El Cristo yacente es una hermosa -y singular- talla de
Gaspar Becerra que puede admirarse habitualmente en el museo de la Descalzas Reales.
Una vez al año, el Viernes Santo por la tarde, el Cristo abandona su lugar para ser trasladado a la iglesia del convento, donde recibirá la adoración de los fieles y paseará en una de las procesiones más singulares de la Semana Santa madrileña.
Las Descalzas viven este día de la Pasión con singular intensidad. Durante gran parte de la jornada el claustro de capellanes del convento está abierto a los fieles para que puedan admirar la rica colección de tapices, que solo se exhibe en ese lugar el día del Corpus y el Viernes Santo. Tejidos en Bruselas sobre cartones de Rubens, este es uno de los tesoros del Patrimonio Nacional. Alguno de ellos se ha prestado temporalmente para la Galería de las Colecciones Reales.

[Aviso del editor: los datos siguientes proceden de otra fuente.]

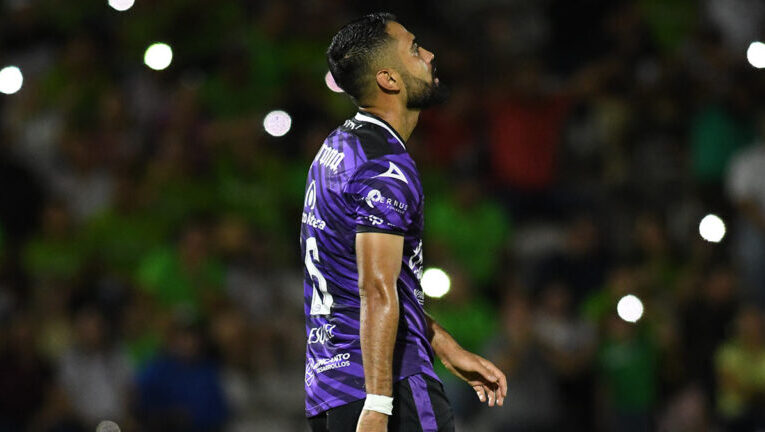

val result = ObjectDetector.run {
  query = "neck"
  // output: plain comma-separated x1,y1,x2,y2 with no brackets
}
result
360,105,420,142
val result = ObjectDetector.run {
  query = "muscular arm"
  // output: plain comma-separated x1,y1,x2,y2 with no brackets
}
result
425,314,507,406
356,233,404,396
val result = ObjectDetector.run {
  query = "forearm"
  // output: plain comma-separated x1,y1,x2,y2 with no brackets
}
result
425,313,462,362
359,284,399,396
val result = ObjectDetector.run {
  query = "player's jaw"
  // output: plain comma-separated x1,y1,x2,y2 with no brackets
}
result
403,64,448,110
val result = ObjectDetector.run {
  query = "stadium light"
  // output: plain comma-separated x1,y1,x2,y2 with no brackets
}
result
422,268,452,298
109,0,135,12
0,66,24,94
699,214,725,243
616,294,643,323
324,71,343,93
263,110,292,137
746,42,765,69
143,42,173,70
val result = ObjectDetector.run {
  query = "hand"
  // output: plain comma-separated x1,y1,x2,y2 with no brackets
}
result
356,410,388,432
441,348,507,407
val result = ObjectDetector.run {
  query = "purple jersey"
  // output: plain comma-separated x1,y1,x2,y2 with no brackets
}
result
300,113,438,417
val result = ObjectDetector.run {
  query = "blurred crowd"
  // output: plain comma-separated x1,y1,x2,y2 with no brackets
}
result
0,0,765,432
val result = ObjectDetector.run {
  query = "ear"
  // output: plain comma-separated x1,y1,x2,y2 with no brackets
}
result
375,69,401,92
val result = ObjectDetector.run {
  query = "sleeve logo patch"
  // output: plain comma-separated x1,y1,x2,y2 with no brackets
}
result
375,161,409,184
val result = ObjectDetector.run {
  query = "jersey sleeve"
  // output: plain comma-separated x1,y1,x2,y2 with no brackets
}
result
345,157,419,235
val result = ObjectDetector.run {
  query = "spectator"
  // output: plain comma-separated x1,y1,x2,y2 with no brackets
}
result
136,318,227,432
727,113,765,306
57,306,132,427
715,306,765,431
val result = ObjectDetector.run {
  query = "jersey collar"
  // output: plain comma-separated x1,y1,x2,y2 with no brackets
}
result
354,111,406,150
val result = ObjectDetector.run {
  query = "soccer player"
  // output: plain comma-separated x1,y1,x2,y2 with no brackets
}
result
300,13,507,432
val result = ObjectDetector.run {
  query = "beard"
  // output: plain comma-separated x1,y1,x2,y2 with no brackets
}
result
404,68,449,110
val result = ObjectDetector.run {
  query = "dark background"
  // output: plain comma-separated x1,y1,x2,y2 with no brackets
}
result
0,0,765,432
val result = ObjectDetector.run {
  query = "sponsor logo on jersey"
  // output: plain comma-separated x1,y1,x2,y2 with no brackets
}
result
305,353,351,387
364,189,409,214
409,240,423,280
303,180,316,210
414,288,425,306
343,120,362,130
308,323,335,345
303,212,327,231
375,161,409,184
305,358,316,387
314,144,345,172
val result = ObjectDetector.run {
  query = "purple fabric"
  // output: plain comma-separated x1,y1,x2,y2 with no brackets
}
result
409,375,438,432
300,113,437,417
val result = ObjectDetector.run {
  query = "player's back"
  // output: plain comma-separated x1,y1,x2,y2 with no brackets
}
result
300,113,435,416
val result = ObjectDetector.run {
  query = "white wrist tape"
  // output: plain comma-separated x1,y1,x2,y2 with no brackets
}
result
364,394,393,415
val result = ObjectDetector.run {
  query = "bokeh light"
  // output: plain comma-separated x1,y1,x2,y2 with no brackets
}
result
143,42,173,70
699,214,725,243
746,42,765,69
0,66,24,94
616,294,643,323
263,110,292,137
109,0,135,12
422,268,452,298
324,71,343,93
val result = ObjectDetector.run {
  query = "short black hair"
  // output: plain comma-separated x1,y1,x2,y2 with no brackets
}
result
327,12,396,105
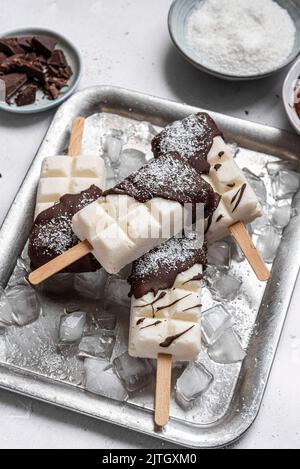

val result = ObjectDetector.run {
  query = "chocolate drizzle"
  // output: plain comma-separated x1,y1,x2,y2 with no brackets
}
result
103,152,220,217
140,321,162,331
159,326,195,348
135,291,167,318
128,235,207,298
28,186,102,273
231,183,247,213
152,112,222,174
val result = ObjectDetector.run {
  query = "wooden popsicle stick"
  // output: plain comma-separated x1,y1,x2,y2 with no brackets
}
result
229,222,271,282
154,353,172,429
28,241,93,285
68,117,84,156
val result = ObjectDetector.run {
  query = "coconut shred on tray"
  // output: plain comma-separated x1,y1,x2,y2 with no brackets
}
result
186,0,296,76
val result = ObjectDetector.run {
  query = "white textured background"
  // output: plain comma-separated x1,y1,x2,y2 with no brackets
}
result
0,0,300,449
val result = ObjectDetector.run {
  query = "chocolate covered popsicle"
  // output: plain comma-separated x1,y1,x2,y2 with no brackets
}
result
73,152,219,273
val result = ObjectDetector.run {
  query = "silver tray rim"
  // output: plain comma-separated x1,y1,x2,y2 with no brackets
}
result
0,86,300,448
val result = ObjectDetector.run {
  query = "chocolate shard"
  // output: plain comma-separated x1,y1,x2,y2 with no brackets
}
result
32,35,58,57
0,73,27,100
128,233,207,301
28,185,102,273
47,49,68,68
0,38,24,55
152,112,222,174
16,84,37,106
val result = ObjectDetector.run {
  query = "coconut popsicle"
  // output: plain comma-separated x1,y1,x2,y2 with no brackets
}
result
152,112,262,243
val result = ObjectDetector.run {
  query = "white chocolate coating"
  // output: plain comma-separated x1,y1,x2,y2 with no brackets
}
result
35,155,106,217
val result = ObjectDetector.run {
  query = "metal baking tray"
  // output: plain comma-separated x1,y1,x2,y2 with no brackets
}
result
0,86,300,448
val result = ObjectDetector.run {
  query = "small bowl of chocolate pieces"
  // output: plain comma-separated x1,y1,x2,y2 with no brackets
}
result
0,28,82,114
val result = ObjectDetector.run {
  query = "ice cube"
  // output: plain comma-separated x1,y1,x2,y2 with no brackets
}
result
89,310,117,331
131,122,158,143
59,311,86,343
78,331,115,360
211,274,242,301
6,285,42,326
272,170,300,200
175,363,213,409
207,241,231,269
113,352,153,392
270,200,292,229
119,148,146,180
0,287,15,326
104,275,130,307
84,358,127,401
104,134,123,166
243,168,267,204
74,269,108,300
201,304,231,345
256,226,281,263
208,328,246,365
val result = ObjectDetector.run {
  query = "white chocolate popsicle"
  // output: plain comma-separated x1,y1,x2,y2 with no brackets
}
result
152,113,262,243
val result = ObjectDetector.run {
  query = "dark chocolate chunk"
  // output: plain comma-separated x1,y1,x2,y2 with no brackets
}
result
28,186,102,273
152,112,222,174
16,84,37,106
0,73,27,100
32,36,58,57
0,38,24,55
105,152,220,218
128,234,207,300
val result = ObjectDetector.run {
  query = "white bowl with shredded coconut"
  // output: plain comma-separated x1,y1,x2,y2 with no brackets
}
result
169,0,300,80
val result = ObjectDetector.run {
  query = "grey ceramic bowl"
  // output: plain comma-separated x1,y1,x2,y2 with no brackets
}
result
0,27,82,114
282,59,300,134
168,0,300,81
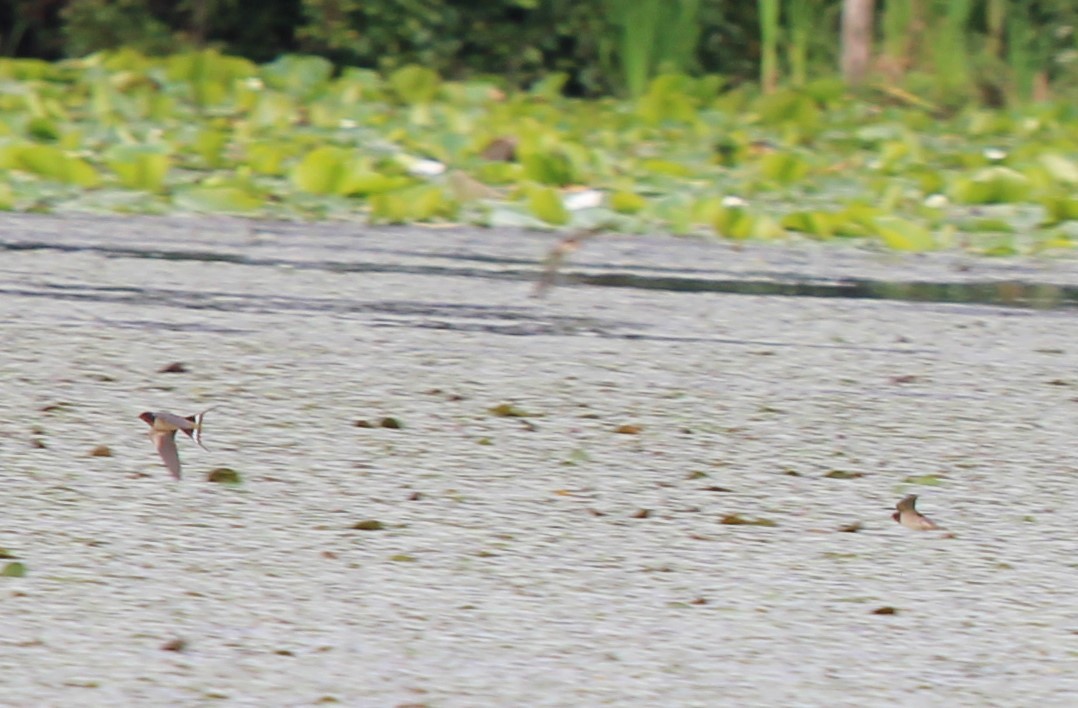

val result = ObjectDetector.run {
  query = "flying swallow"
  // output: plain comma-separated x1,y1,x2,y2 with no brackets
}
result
890,495,940,531
139,408,211,480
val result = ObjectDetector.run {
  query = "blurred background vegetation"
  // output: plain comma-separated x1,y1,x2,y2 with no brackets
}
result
0,0,1078,105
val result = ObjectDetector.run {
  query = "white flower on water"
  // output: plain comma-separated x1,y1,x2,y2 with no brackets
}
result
565,190,603,211
402,157,445,177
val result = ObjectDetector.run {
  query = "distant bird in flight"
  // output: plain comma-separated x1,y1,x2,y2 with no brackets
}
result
890,495,940,531
139,408,211,480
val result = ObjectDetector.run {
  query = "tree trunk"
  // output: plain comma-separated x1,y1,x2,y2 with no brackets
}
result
842,0,875,85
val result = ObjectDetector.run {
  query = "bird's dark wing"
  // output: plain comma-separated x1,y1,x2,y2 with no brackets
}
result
153,430,180,480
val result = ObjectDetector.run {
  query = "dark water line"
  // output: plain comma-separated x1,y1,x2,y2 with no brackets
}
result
0,242,1078,309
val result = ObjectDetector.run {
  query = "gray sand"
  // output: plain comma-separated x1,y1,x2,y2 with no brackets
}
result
0,214,1078,707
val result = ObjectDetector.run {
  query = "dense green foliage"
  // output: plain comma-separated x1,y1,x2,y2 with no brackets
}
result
0,0,1078,105
0,50,1078,254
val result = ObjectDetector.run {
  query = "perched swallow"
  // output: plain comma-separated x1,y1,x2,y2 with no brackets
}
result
139,408,210,480
890,495,940,531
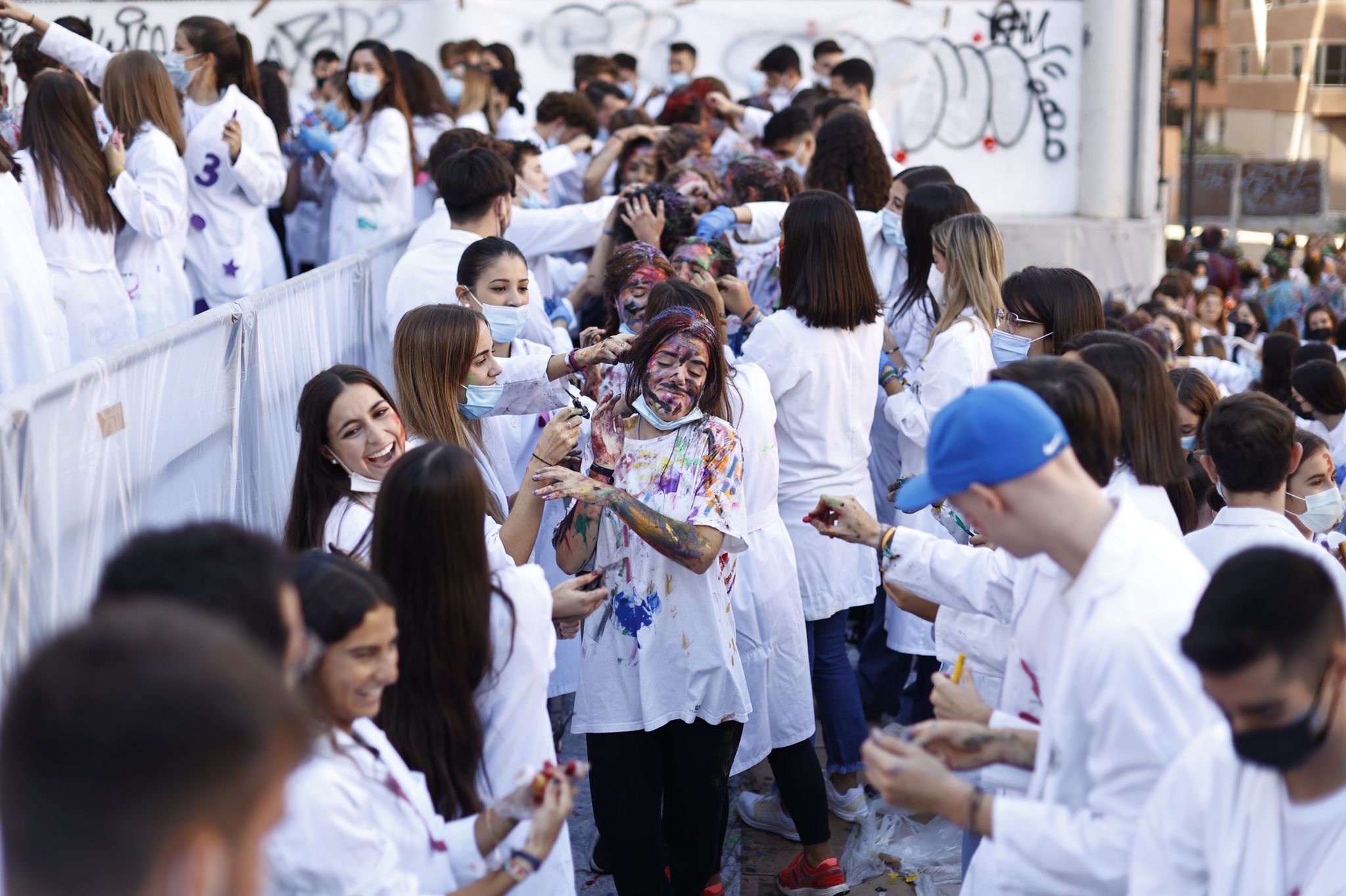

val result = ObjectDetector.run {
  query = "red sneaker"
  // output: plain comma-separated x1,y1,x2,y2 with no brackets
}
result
776,853,850,896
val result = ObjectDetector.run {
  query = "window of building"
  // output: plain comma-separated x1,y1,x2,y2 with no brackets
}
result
1314,43,1346,87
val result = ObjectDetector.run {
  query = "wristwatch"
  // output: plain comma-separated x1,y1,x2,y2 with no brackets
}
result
505,849,542,883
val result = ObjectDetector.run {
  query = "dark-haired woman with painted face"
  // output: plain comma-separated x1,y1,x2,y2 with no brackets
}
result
0,0,285,309
534,308,751,893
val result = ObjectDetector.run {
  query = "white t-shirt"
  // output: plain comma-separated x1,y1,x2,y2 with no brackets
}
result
572,417,751,733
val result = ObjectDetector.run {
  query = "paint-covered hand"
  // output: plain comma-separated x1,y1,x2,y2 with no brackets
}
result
714,275,753,317
552,569,609,624
533,467,616,504
696,206,739,240
574,331,636,367
622,195,665,246
220,113,244,162
299,125,336,155
533,408,583,466
911,721,1004,771
804,495,883,550
590,395,626,470
860,730,972,814
930,666,990,725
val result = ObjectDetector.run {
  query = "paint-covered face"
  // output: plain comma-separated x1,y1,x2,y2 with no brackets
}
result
616,268,668,332
669,244,714,282
642,334,710,421
622,146,654,185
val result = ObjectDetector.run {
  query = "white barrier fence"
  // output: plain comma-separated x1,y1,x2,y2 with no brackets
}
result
0,234,411,681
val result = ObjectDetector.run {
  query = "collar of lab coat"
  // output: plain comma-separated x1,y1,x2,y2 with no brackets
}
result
1210,497,1305,538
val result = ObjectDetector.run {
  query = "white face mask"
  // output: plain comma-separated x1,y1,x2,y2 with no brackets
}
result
1286,485,1342,534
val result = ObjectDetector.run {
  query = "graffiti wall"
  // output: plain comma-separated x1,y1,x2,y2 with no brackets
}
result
8,0,1082,215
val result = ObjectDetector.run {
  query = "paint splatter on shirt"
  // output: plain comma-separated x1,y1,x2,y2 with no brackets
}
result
573,417,751,733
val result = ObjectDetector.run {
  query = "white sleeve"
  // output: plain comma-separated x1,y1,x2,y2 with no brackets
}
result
37,23,112,86
883,526,1030,621
743,106,776,140
736,202,791,242
992,629,1209,896
1187,355,1253,395
331,109,412,202
875,321,985,448
230,97,289,206
739,316,804,402
505,196,616,258
108,141,187,240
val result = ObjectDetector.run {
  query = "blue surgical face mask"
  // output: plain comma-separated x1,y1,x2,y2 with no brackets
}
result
467,289,528,342
346,72,384,102
444,76,463,106
164,53,200,90
457,384,505,420
879,208,907,256
632,394,705,432
990,330,1051,367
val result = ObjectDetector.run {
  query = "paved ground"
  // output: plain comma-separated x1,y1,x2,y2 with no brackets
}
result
561,734,916,896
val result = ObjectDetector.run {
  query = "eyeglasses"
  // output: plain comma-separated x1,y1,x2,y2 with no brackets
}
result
996,308,1046,332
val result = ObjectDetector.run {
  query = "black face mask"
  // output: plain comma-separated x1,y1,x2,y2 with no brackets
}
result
1233,670,1339,771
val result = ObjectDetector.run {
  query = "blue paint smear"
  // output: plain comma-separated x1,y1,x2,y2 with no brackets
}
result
613,588,661,648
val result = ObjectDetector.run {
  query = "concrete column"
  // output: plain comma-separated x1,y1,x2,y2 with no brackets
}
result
1079,0,1155,218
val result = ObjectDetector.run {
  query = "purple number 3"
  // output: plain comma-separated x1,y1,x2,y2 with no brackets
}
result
197,152,220,187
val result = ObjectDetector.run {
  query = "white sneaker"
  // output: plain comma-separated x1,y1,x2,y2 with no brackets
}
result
822,775,870,820
733,788,800,842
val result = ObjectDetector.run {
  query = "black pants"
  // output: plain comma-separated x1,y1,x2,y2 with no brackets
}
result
586,719,743,896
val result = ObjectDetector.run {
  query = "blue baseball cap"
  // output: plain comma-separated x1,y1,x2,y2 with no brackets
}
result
898,382,1070,512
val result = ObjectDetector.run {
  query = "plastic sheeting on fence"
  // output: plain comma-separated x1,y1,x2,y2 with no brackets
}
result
0,234,411,681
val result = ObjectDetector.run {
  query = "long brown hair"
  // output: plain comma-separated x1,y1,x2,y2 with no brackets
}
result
393,305,505,522
779,190,881,330
346,40,416,180
370,443,514,818
177,16,261,106
19,70,121,233
103,50,187,156
284,365,397,553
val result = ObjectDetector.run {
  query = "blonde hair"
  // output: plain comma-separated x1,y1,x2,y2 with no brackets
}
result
927,214,1006,351
393,305,505,522
455,68,496,133
103,50,187,156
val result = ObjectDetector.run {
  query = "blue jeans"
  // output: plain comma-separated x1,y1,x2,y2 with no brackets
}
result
804,610,870,775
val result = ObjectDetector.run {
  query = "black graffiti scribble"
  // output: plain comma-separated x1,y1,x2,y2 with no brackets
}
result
894,0,1074,162
521,0,682,66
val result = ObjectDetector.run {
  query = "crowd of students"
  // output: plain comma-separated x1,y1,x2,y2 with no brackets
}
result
0,10,1346,896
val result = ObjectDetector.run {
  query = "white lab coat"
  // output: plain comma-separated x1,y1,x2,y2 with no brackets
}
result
264,719,495,896
40,26,285,305
474,564,574,896
13,149,136,363
1128,723,1346,896
1183,507,1346,603
743,308,883,621
963,501,1217,896
327,108,416,258
108,122,193,336
0,172,70,393
730,363,813,775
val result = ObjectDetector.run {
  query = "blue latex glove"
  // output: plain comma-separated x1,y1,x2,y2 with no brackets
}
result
696,206,739,240
299,125,336,155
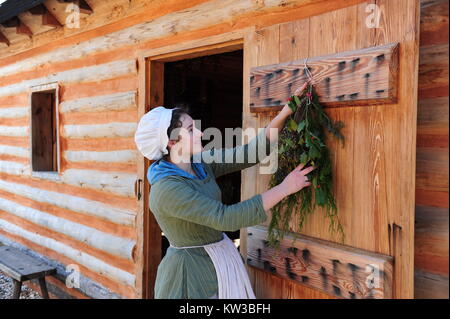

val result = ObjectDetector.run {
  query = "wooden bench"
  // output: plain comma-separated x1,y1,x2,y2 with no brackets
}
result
0,246,56,299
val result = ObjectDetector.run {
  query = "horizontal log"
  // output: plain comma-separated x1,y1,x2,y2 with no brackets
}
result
0,125,29,136
414,205,449,276
0,144,30,158
0,106,30,118
61,169,137,197
0,198,136,260
0,179,136,226
0,160,29,176
64,151,137,163
414,269,449,299
63,122,137,138
418,42,448,90
247,226,393,299
250,43,399,112
0,219,135,287
0,60,137,96
416,147,449,192
60,91,136,117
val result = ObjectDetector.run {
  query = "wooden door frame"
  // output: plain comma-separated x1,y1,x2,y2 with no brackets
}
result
136,26,251,299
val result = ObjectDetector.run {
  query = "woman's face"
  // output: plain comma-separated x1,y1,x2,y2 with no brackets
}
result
169,114,203,158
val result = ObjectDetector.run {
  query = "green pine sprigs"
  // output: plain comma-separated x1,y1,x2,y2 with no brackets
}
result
267,84,345,247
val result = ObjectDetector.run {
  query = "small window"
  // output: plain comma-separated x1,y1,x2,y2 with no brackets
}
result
31,89,59,172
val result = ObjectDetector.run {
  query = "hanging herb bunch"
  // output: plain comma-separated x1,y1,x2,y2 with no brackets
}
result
267,83,345,247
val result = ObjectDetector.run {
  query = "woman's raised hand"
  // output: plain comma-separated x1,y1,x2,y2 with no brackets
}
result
280,164,316,196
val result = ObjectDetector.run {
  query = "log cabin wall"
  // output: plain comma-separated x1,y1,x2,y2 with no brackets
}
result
0,0,376,298
0,0,436,298
414,0,449,298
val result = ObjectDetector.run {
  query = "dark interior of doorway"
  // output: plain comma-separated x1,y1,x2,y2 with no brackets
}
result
161,50,243,258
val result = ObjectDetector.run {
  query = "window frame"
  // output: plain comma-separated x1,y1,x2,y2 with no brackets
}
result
28,82,61,180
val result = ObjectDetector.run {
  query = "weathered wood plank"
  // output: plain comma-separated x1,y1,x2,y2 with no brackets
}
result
247,226,393,299
250,42,399,112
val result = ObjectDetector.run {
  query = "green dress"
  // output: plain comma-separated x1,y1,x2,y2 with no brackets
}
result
150,127,276,299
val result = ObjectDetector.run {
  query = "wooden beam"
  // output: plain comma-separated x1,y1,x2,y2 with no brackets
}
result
0,31,10,46
1,17,33,37
57,0,94,14
28,4,61,27
247,226,393,299
250,43,398,112
16,18,33,38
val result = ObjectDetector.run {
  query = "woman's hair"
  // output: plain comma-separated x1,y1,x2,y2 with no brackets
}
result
163,102,191,160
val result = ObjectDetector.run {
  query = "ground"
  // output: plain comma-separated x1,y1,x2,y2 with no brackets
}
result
0,242,42,299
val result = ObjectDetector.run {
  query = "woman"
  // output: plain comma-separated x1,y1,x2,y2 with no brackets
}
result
135,83,314,299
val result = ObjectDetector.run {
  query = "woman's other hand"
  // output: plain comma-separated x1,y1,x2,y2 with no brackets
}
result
281,81,309,115
280,164,316,196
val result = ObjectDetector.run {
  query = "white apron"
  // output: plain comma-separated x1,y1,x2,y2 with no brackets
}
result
170,233,256,299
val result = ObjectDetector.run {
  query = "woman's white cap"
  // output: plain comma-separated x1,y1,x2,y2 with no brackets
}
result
134,106,173,160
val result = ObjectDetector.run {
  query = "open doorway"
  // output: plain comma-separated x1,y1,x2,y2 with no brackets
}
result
161,50,243,258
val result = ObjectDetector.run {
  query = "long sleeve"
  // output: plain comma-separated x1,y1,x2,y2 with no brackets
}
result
150,177,267,231
197,126,277,178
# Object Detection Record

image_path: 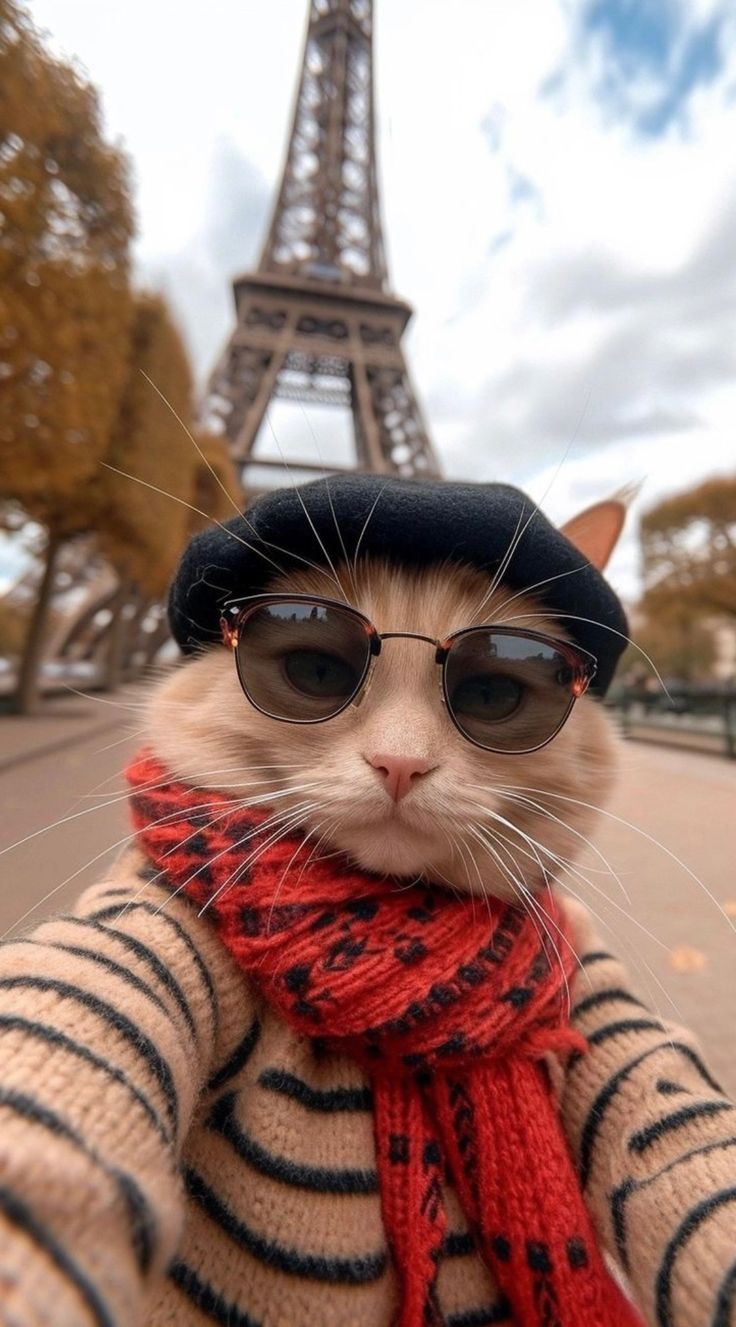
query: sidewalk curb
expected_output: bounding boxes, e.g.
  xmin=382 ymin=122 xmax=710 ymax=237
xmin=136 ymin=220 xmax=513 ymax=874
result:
xmin=0 ymin=719 xmax=119 ymax=774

En la tarde del Viernes Santo, el templo de las Descalzas se llena para los solemnes oficios, con los cánticos de la comunidad religiosa como extraordinario acompañamiento. Mientras tanto, el claustro de los capellanes se va llenando de fieles y curiosos a la espera de que salga la procesión. Como discurre a cubierto, no hay riesgo de suspensión. La talla de Becerra, del siglo XVI, lleva en el costado, donde Cristo recibió la lanzada, un viril rodeado de brillantes para colocar la Sagrada Forma. Es la única representación que reúne al Cristo muerto y el vivo en el Sagrado Sacramento. Una dualidad única en el mundo gracias a un privilegio otorgado por bula papal que se repite cada año desde la fundación del monasterio. El claustro es relativamente angosto, así que se palpa la emoción cuando la talla asoma para iniciar el breve recorrido. Los Hermanos del Evangelio son los encargados de portar las andas con la imagen desde hace treinta años. Durante la Semana Santa las campanas enmudecen hasta la Resurrección. Un carraca es el único y rudimentario instrumento que suena, anunciando el paso del Cristo. Mientras tanto, las religiosas clarisas entonan los motetes que compusiera para ellas Tomás Luis de Victoria. El recorrido tiene una breve duración, apenas media hora.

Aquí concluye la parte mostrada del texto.